Restructuring actions taken in 2014 included steps toward exiting a plate manufacturing facility in the U.K., as described in further detail below. In addition, actions were initiated to reduce Kodak’s cost structure as part of its commitment to drive sustainable profitability and included a workforce reduction in France, manufacturing capacity reductions in the U.S., a research and development site consolidation in the U.S., and various targeted reductions in service, sales, research and development and other administrative functions.

As a result of these actions, for the year ended December 31, 2014 Kodak recorded $61 million of charges, including $2 million for accelerated depreciation which was reported in Cost of sales and $59 million which was reported as Restructuring costs and other in the accompanying Consolidated Statement of Operations.
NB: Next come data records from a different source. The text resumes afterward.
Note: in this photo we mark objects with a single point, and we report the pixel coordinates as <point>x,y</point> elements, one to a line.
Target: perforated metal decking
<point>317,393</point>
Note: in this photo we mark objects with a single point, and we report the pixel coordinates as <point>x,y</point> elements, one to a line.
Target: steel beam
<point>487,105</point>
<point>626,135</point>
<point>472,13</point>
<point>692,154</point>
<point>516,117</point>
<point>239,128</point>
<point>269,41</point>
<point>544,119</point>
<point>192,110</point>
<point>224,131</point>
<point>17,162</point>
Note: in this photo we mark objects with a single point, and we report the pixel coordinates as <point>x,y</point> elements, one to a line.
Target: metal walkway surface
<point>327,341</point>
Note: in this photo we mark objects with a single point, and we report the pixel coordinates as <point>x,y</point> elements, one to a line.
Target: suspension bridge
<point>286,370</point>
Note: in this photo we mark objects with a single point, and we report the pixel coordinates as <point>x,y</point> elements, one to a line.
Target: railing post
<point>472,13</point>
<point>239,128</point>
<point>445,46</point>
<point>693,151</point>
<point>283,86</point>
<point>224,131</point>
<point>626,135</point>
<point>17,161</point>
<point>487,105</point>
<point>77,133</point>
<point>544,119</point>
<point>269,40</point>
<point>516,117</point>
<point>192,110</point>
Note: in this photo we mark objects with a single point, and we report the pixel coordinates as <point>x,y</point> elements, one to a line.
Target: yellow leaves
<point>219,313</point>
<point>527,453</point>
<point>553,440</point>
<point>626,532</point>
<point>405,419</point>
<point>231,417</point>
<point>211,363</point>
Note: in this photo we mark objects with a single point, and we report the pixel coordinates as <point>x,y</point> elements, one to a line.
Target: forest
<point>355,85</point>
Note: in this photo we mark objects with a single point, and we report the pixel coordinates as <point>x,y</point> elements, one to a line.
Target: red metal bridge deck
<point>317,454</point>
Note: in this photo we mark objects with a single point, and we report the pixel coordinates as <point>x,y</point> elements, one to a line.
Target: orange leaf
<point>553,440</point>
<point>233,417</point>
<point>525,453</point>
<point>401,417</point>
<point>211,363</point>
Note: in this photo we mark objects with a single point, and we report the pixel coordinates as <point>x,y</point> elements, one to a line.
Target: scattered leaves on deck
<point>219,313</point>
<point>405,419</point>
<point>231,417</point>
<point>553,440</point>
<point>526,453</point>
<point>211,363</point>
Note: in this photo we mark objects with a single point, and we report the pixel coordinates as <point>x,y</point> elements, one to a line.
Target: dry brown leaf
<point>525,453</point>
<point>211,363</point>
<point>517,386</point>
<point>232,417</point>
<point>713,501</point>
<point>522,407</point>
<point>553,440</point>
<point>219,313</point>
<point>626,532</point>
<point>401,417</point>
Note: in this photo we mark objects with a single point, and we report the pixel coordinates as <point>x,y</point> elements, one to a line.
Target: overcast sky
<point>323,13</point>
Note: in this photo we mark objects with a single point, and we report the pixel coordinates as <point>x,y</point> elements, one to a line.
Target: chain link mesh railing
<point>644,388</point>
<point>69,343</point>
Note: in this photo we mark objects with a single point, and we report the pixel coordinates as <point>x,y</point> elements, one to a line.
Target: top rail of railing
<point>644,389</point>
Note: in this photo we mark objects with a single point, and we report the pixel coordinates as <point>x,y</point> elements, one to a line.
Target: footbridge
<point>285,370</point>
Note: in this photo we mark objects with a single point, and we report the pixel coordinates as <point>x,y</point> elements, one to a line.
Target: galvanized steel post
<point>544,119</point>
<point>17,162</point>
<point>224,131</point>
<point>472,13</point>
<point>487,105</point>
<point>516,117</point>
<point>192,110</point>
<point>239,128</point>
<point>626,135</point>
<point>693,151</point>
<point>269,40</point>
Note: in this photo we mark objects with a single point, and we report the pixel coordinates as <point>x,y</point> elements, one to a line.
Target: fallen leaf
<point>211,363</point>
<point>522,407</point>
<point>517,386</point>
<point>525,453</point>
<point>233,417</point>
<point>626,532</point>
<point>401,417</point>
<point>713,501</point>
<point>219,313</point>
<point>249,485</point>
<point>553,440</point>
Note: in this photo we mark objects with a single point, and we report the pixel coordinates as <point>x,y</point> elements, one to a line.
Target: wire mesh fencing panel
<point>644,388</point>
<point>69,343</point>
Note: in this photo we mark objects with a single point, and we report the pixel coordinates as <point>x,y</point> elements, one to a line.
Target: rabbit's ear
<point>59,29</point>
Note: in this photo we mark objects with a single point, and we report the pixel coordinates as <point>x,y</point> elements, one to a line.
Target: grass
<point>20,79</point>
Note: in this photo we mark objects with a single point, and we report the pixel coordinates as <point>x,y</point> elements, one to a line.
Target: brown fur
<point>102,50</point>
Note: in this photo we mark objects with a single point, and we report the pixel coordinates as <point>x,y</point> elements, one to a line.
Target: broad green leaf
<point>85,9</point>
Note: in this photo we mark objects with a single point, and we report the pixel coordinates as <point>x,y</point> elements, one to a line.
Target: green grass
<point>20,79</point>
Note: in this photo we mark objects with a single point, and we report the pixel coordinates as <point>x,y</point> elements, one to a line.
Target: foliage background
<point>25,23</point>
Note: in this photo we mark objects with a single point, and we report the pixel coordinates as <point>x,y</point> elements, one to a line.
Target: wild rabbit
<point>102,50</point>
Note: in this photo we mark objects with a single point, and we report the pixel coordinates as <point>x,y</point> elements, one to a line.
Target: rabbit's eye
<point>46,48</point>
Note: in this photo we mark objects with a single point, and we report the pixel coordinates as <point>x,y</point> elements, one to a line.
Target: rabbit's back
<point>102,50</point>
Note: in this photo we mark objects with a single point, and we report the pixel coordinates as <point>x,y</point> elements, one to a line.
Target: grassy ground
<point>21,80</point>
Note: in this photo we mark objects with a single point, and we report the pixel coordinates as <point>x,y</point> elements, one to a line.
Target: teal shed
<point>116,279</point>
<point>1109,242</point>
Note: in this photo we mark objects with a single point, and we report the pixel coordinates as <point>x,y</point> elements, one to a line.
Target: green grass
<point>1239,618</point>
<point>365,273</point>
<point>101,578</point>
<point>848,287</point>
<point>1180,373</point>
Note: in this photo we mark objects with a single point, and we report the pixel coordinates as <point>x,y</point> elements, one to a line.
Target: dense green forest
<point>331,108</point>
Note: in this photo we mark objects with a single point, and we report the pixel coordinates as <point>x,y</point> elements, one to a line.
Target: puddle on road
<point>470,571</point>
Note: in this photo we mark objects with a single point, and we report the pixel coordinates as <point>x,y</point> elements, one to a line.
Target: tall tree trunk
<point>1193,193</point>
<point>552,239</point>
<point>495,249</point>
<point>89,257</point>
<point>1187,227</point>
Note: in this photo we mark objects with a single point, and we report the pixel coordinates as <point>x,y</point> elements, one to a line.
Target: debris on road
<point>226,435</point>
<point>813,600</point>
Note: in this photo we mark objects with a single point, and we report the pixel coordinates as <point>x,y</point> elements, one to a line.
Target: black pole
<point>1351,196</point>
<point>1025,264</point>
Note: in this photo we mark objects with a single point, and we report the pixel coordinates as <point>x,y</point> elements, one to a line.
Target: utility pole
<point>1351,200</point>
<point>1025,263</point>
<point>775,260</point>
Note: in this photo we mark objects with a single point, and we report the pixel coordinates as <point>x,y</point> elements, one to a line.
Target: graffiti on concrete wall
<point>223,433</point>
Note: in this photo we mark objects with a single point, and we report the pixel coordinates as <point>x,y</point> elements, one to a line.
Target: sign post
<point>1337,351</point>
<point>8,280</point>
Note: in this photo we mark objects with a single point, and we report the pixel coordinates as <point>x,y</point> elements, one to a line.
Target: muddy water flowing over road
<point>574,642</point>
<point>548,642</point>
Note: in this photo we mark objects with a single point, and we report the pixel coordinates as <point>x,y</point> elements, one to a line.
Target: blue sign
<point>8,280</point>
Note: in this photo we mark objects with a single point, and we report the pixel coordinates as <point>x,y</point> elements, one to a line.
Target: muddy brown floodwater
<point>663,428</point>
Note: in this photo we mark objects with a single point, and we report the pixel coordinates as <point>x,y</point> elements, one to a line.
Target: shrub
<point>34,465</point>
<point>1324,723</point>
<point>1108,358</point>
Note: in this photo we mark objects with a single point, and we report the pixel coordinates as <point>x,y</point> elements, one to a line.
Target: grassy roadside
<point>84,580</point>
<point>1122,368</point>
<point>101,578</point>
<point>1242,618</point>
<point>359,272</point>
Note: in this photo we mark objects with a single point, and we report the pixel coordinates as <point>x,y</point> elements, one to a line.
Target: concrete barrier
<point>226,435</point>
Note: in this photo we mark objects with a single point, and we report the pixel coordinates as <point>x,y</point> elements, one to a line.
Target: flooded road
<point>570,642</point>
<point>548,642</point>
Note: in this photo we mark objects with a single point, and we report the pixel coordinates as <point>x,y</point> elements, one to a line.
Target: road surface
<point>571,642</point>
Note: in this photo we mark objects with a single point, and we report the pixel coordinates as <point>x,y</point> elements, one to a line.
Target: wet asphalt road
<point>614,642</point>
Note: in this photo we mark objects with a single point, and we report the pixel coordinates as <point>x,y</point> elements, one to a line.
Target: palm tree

The 2014 severance costs related to the elimination of approximately 775 positions, including approximately 325 manufacturing/service, 350 administrative and 100 research and development positions.  The geographic composition of these positions included approximately 425 in the U.S. and Canada, and 350 throughout the rest of the world.

As a result of these initiatives, severance payments will be paid during periods through 2015 since, in many instances, the employees whose positions were eliminated can elect or are required to receive their payments over an extended period of time.  In addition, certain exit costs, such as long-term lease payments, will be paid over periods throughout 2015 and beyond.

Leeds Plate Manufacturing Facility Exit

On March 3, 2014, Kodak announced a plan to exit its prepress plate manufacturing facility located in Leeds, England.  This decision was pursuant to Kodak’s initiative to consolidate manufacturing operations globally, and is expected to result in a more efficient delivery of its products and solutions.  Kodak began the exit of the facility in the second quarter of 2014, and expects to phase out production at the site from mid to late 2015 and to complete the exit of the facility by the second quarter of 2016.

As a result of the decision, Kodak originally expected to incur total charges of $30 to $40 million, including $8 to $10 million of charges related to separation benefits, $20 to $25 million of non-cash related charges for accelerated depreciation and asset write-offs and $2 to $5 million in other cash related charges associated with this action.  Based on refinements in estimates, Kodak now expects to incur total charges of $20 to $30 million, including $10 to $15 million of non-cash related charges for accelerated depreciation and asset write-offs.  The estimates for separation benefits and other cash related charges remain unchanged.

Kodak implemented certain actions under this program during 2014.  As a result of these actions, Kodak recorded severance charges of $3 million, long-lived asset impairment charges of $2 million, and accelerated depreciation charges of $2 million.